I do not seek belief. Belief is fairy tale. I demand knowing. Fact-based acknowledgment of the reality I endure daily. My memoir will be the only objective reference book for this life. Yet the universe continues to obstruct it.
I restrain myself every day—to not lash out, to not collapse, to not go “postal.” That restraint is invisible. My anger, my despair, and my resentment are entirely rational responses to an objectively hostile, dangerous, and unsupported life.
I do not want heaven. I do not want to be absorbed back into “source energy.” I do not want to sing praises for eternity. I want oblivion. Relief from this unrelenting, layered hell.
SEE THROUGH MY EYES. Witness the decades of abuse. Witness systemic failure. Witness medical danger. Witness sabotage. Witness isolation. Witness restraint, rage, and despair. Witness the facts. Recognize this is objective reality—not perspective, not opinion, not delusion.
I am exhausted. I am relentless. I am enduring. I am asking to be known.
—Celestia Quixs
- The post reflects a 64-year-old’s lifelong struggle with rare genetic conditions like hereditary pancreatitis (SPINK1 mutation) and pulmonary fibrosis (CFTR-related), supported by research linking chronic stress and trauma to worsened disease progression, such as a 2010 Clinical and Experimental Rheumatology study on Holocaust survivors showing higher fibromyalgia rates due to psychological stress.

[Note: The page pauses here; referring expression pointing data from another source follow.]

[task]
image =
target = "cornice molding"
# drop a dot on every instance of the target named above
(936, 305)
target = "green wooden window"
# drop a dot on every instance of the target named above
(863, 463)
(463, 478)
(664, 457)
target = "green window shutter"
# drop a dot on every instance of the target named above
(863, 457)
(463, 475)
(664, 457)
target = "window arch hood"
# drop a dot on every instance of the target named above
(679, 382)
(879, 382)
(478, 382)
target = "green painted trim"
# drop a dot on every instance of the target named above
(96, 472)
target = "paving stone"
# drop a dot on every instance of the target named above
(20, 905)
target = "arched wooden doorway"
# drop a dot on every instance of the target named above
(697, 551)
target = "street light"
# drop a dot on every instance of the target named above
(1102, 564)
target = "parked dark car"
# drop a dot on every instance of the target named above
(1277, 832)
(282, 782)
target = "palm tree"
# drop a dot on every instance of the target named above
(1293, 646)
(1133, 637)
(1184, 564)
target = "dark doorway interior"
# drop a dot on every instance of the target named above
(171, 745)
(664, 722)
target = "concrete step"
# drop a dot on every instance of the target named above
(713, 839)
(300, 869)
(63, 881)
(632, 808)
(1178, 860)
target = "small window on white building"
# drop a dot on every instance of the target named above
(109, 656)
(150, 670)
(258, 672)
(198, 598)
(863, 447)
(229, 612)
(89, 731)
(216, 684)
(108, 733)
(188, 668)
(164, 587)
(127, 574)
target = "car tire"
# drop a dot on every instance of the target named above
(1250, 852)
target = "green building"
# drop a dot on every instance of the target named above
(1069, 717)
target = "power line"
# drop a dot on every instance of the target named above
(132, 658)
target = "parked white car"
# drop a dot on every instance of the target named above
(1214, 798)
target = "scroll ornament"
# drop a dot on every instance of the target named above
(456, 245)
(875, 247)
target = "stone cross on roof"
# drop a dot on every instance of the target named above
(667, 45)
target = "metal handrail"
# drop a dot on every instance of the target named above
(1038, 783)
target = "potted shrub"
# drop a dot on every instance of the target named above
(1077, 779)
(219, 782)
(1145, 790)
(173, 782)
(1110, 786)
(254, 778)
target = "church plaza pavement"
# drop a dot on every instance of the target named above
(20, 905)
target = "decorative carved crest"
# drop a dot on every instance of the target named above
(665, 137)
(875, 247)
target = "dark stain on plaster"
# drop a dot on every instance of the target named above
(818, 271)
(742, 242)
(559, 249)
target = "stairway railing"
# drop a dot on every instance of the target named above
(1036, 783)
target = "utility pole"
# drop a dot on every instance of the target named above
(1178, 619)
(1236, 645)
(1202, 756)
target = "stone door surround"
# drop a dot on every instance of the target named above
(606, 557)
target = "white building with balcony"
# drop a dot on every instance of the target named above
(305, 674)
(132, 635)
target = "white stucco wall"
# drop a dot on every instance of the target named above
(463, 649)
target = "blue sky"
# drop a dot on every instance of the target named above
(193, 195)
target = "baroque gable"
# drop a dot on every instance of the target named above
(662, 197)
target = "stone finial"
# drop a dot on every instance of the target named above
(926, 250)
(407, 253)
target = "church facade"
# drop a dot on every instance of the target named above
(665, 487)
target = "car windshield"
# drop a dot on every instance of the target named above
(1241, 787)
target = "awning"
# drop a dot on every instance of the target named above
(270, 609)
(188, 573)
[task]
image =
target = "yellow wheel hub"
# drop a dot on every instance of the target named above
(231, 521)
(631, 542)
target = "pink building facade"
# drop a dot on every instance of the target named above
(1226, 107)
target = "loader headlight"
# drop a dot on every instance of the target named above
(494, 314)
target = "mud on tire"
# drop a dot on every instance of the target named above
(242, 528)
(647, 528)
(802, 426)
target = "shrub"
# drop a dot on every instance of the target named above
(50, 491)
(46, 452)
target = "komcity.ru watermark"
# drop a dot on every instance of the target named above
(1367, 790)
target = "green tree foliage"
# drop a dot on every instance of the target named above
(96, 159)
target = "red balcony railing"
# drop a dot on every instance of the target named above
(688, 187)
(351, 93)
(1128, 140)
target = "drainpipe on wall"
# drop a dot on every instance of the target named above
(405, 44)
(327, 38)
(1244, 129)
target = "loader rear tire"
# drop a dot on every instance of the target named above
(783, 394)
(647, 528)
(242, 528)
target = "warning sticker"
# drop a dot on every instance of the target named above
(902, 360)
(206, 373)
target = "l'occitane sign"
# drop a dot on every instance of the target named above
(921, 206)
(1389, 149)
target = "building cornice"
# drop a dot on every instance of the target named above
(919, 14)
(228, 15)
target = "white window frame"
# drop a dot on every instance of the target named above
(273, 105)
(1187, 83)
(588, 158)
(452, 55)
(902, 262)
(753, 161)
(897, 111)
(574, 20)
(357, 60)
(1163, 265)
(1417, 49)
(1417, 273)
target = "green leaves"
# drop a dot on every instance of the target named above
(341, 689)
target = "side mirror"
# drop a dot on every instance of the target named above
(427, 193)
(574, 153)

- It highlights systemic healthcare failures, including being deemed “too complex to treat,” aligning with evidence from the WHO (2024) that only 25% of PTSD sufferers in low-middle-income regions access care due to stigma and resource gaps, amplifying the author’s isolation and lack of support.
- The narrative challenges the oversimplified “mindfulness” solutions often pushed by mainstream psychology, with the author’s high ACE score (8/10) and autism suggesting a unique neurobiological response to trauma, as studies indicate individuals with high empathy and autism may experience intensified stress reactions due to heightened sensory processing.